The study authors also saw that increase, stating, in part, “There has been a striking generational increase in the prevalence of food allergies. We have proposed that this increase can be explained, in part, by alterations in the commensal microbiome.”
For the study, researchers compared fecal samples from 34 individuals making up 17 pairs of twins; 12 pairs of twins included one individual with food allergies and one without, while five pairs included two allergic twins. For each pair, researchers “compared the relative abundance of operational taxonomic units (OTUs), which represent groups of microbes between closely related individuals.” After comparing samples between allergic and healthy twin pairs, researchers “identified 64 OTUs differentially abundant between the two groups, with 62 OTUs higher in healthy and two OTUs higher in allergic twins,” noting the healthy twin OTUs “were largely taxa from the Clostridia class.”
The research led the authors to conclude: “Twin pairs exhibited significant differences in their fecal microbiomes and metabolomes through adulthood, suggesting that the gut microbiota may play a protective role in patients with food allergies beyond the infant stage.”
Importantly, the researchers also made note of specific microbes associated with healthy (that is, non-allergic) twins. “An integrated microbial-metabolomic analysis identified a significant association between healthy twins and Phascolarctobacterium faecium and Ruminococcus bromii,” the authors wrote.
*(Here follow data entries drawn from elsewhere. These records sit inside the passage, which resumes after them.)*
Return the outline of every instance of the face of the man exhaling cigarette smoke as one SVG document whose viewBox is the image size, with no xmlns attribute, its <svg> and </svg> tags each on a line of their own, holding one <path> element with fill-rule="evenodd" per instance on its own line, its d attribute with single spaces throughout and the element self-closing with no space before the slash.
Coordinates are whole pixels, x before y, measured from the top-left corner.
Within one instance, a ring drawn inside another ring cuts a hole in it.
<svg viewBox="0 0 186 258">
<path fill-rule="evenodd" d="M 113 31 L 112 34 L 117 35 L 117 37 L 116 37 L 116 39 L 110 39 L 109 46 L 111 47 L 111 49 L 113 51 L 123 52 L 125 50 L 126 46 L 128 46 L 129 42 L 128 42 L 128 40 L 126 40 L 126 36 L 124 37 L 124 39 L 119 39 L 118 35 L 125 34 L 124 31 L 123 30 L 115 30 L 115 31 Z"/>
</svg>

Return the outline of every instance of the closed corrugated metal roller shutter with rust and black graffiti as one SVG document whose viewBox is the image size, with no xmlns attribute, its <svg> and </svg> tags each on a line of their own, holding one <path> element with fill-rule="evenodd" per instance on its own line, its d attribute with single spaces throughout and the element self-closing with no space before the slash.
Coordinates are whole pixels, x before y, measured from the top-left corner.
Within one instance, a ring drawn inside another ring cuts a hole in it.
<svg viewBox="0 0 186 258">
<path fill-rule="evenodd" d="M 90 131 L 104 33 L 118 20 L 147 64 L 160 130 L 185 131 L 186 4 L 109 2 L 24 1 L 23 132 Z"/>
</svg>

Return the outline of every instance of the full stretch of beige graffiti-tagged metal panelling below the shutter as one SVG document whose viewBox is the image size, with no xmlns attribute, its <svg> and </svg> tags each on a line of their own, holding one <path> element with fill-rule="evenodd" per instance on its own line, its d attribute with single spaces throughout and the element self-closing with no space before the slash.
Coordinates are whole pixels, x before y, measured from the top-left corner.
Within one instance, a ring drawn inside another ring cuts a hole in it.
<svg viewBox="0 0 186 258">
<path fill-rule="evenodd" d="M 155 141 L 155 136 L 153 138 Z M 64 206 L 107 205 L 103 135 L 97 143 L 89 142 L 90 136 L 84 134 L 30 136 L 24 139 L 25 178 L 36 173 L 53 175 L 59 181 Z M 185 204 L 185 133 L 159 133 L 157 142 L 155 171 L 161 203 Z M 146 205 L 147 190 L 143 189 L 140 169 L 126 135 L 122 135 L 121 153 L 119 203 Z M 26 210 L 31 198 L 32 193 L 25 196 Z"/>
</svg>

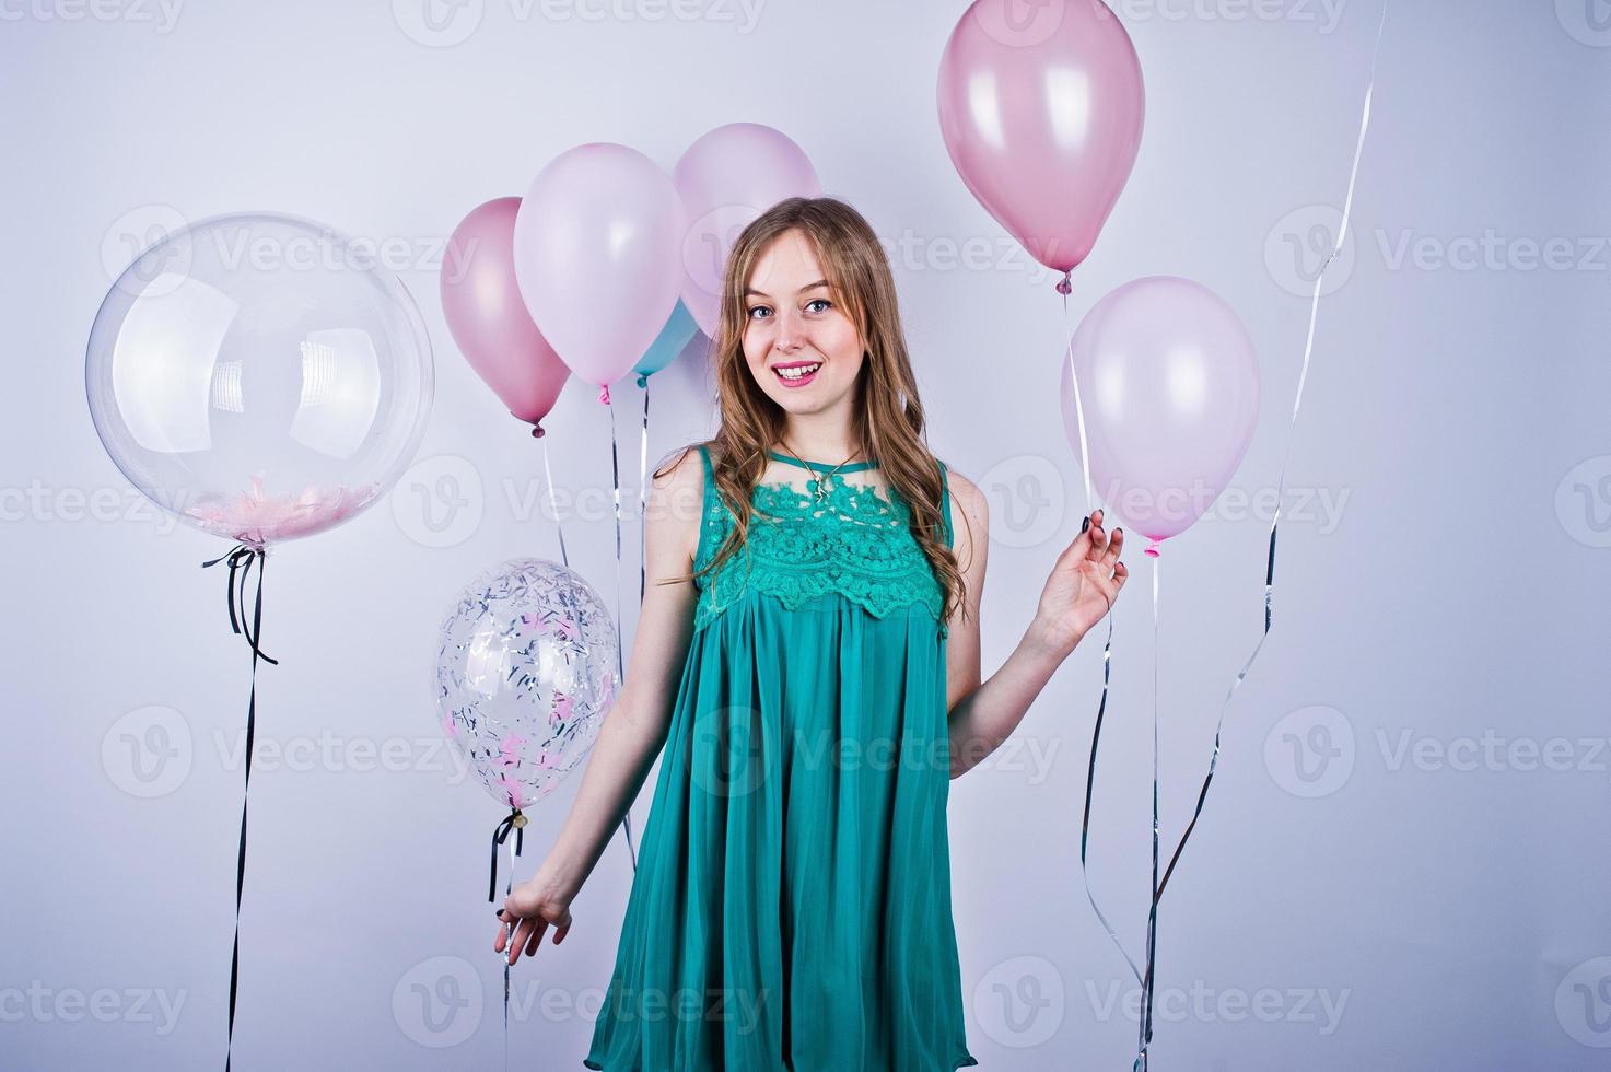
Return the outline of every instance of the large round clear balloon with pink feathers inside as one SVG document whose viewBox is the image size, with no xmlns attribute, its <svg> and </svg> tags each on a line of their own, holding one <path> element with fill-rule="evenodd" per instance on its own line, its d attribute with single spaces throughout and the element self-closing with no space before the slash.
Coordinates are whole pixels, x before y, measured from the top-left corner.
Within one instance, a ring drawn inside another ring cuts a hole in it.
<svg viewBox="0 0 1611 1072">
<path fill-rule="evenodd" d="M 396 482 L 430 413 L 430 339 L 372 247 L 293 216 L 219 216 L 118 277 L 85 388 L 142 493 L 263 546 L 340 524 Z"/>
</svg>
Such a conclusion—with further testing—could ultimately lead to the development of live microbiome-modulating biotherapeutics.
Research into both the microbiome and food allergies should continue to play a pivotal role in food and beverage developments. “Our data demonstrate that the gut microbiota may play a protective role in patients with food allergies beyond the infant stage and through adulthood,” the study authors wrote. “Our findings warrant further studies in larger populations to uncover the mechanism(s) underlying microbiota-mediated modulation of systemic effects in food allergy and to provide insight into new interventions to treat and prevent food allergy.”